Sehubungan dengan pandangan di atas, di dalam buku Cakrawala Islam, dinyatakan bahwa argumen al-Raziq di atas dianggap sangat lemah dan tidak dapat dipertahankan, karena pemerintahan yang didirikan dengan bimbingan Islam (Syariah Islamiyah) mempunyai tujuan ganda yang tipikal. Tujuan ini, pertama dicapai lewat prinsip-prinsip legislatif yang meletakkan aturan-aturan universal yang dapat mencakup pelbagai kasus secara luas.

Syekh Mahmud Syaltut dalam bukunya al-Islam Aqidah wa Syariah, sebagai yang dikutip oleh Amien Rais, mengingatkan bahwa hukum-hukum yang tidak dapat diubah justeru diterangkan secara mendetail, sedangkan yang dimungkinkan ada perubahannya dipaparkan secara ringkas. Di dalam kaidah-kaidah Ushul Fiqhi, dapat diketahui bahwa keluwesan dan kekuasaan hukum Islam –termasuk yang menyangkut pengelolaan negara dan pemerintahan– tidak perlu diragukan lagi. Tujuan kedua dapat dicapai melalui apa yang dinamakan al-siy±sah al-syar`iyah.
Di dalam mencari setiap pemecahan (solusi) yang diambil, dari manapun datangnya, selama tidak menabrak batas-batas konseptual Islam, dengan sendirinya diperbolehkan oleh syariat. Dalam pandangan Islam, komitmen suatu pemerintahan untuk mencapai tujuan ganda seperti dikemukakan di atas, akan menentukan apakah pemerintahan itu memiliki legitimasi atau tidak. Selama suatu pemerintahan tetap setia pada tujuan gandanya, yaitu pemantapan keyakinan dan pemenuhan kepentingan rakyat, maka pemerintahan itu secara hukum Islam memenuhi “syarat permulaan”, dan “syarat pelestarian”. Sebaliknya. Sebaliknya bila suatu pemerintahan tidak lagi setia pada tujuannya, dan melanggar syarat-syarat itu, maka secara hukum pemerintahan itu dengan sendirinya berakhir, kehilangan legitimasi, dan rakyat tidak lagi wajib mendukungnya.

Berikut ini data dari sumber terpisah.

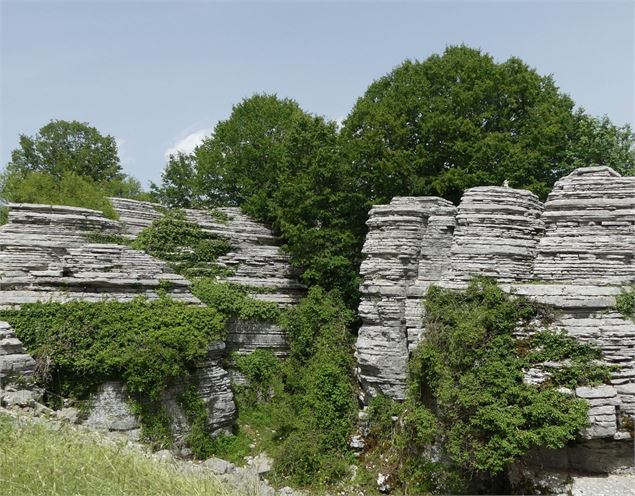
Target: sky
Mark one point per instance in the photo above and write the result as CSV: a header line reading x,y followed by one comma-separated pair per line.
x,y
159,75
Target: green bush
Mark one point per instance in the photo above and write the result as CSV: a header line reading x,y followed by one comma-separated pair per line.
x,y
67,189
37,460
307,421
625,303
468,412
234,300
145,343
188,249
469,369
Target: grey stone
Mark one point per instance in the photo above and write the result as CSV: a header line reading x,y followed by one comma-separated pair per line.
x,y
68,414
163,456
576,253
262,463
23,398
219,466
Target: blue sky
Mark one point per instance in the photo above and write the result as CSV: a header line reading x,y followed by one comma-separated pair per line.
x,y
159,75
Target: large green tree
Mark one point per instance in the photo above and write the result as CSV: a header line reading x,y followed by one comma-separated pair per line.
x,y
68,146
281,165
460,120
240,163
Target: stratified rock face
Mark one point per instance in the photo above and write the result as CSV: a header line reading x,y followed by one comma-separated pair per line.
x,y
15,364
393,249
45,255
590,236
576,254
497,230
255,260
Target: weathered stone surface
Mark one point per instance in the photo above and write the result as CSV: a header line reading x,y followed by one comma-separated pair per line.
x,y
15,364
45,255
393,251
212,382
110,410
255,260
576,253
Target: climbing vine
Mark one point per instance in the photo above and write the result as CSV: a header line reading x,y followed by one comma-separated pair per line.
x,y
468,397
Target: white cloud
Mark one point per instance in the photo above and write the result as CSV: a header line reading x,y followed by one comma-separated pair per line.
x,y
189,142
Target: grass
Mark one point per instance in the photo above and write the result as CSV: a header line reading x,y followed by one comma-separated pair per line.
x,y
38,460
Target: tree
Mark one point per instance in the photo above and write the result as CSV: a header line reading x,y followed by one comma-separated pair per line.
x,y
67,146
240,163
460,120
177,182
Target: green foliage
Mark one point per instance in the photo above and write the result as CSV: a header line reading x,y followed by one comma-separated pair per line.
x,y
263,371
233,300
65,189
460,120
73,147
625,303
155,422
177,183
469,369
145,343
239,163
302,411
435,127
282,166
579,362
189,249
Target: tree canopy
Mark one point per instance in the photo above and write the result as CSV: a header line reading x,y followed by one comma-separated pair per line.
x,y
432,127
68,146
460,120
67,163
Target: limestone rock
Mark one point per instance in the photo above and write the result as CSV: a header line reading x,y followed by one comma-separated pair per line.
x,y
575,253
45,254
219,466
15,364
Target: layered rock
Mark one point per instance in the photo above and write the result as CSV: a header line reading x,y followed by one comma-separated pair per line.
x,y
16,366
255,261
393,251
575,253
110,407
45,254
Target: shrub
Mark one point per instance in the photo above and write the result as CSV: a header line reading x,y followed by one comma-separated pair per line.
x,y
233,300
144,342
470,370
188,249
67,189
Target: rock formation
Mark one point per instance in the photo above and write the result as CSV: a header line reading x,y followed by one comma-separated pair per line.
x,y
575,253
255,261
46,255
15,364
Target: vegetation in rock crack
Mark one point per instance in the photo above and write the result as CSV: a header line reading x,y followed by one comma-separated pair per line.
x,y
145,343
469,413
234,300
302,410
38,460
625,303
188,248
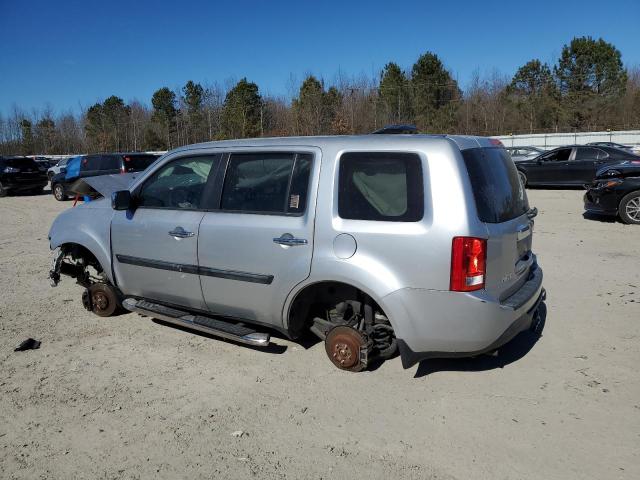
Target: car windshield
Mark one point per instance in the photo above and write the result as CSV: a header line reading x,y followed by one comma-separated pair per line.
x,y
20,162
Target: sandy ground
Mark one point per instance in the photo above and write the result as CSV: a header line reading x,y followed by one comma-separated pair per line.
x,y
130,398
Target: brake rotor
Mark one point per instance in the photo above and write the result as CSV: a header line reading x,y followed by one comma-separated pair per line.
x,y
104,300
347,348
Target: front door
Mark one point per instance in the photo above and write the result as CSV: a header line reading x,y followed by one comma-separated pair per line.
x,y
155,247
258,245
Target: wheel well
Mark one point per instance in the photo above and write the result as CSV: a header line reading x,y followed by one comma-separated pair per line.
x,y
316,299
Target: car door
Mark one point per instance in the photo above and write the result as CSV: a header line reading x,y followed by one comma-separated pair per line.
x,y
583,165
258,244
550,168
155,247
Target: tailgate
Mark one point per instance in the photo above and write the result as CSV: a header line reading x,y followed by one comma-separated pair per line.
x,y
509,256
502,205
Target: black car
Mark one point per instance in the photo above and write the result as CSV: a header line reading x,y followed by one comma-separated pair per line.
x,y
21,174
610,144
573,165
616,192
98,164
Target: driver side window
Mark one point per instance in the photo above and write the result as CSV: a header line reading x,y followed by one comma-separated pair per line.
x,y
561,155
178,185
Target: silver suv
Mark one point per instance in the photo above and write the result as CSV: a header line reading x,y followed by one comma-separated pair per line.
x,y
375,243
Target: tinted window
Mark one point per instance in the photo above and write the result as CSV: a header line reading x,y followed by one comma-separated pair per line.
x,y
92,162
110,162
258,182
297,198
20,163
382,186
179,184
498,193
561,155
586,153
136,163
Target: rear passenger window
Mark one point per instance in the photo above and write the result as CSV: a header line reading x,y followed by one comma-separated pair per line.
x,y
382,186
586,153
267,183
110,162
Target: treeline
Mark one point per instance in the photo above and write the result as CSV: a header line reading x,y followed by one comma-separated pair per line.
x,y
587,89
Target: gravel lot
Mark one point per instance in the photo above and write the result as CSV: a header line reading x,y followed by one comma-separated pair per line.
x,y
131,398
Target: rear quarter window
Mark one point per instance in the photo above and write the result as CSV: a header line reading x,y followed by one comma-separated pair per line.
x,y
497,190
381,186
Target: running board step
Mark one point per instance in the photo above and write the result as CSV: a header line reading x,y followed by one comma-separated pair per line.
x,y
220,328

Maka secara historis, perlu kita pahami bahwa sistem pemerintahan yang timbul sesudah wafatnya Nabi Muhammad saw., tidak mempunyai bentuk kerajaan, tetapi lebih dekat merupakan republik, dalam arti Kepala Negara dipilih dan tidak mempunyai sifat turun temurun. Seperti diketahui, bahwa khalifah pertama yaitu Abu Bakar, beliau tidak mempunyai hubungan darah dengan Nabi. Khalifah kedua Umar ibn al-Khattab, juga tidak mempunyai hubungan darah dengan Abu Bakar. Demikian seterusnya sampai kepada khalifah keempat. Jadi mereka hanya sebagai sahabat Nabi yang merupakan hubungan persaudaraan.
Dari latar belakang sejarah di atas, dapat dianalisis bahwa di dalam ajaran Islam, dalam hal pemilihan seorang pemimpin, Allah tidak melaksanakan kekuasaan-Nya secara langsung dalam masalah-masalah politik pemerintahan, tetapi mewakilkannya kepada umat manusia. Hal ini berarti bahwa keseluruhan kekuasaan duniawi harus dilaksanakan dengan perilaku yang tidak bertentangan dengan prinsip-prinsip dasar perilaku universal, seperti persamaan manusia, kemanusiaan dan sejumlah sifat lain yang terdapat dalam al-Qur’an.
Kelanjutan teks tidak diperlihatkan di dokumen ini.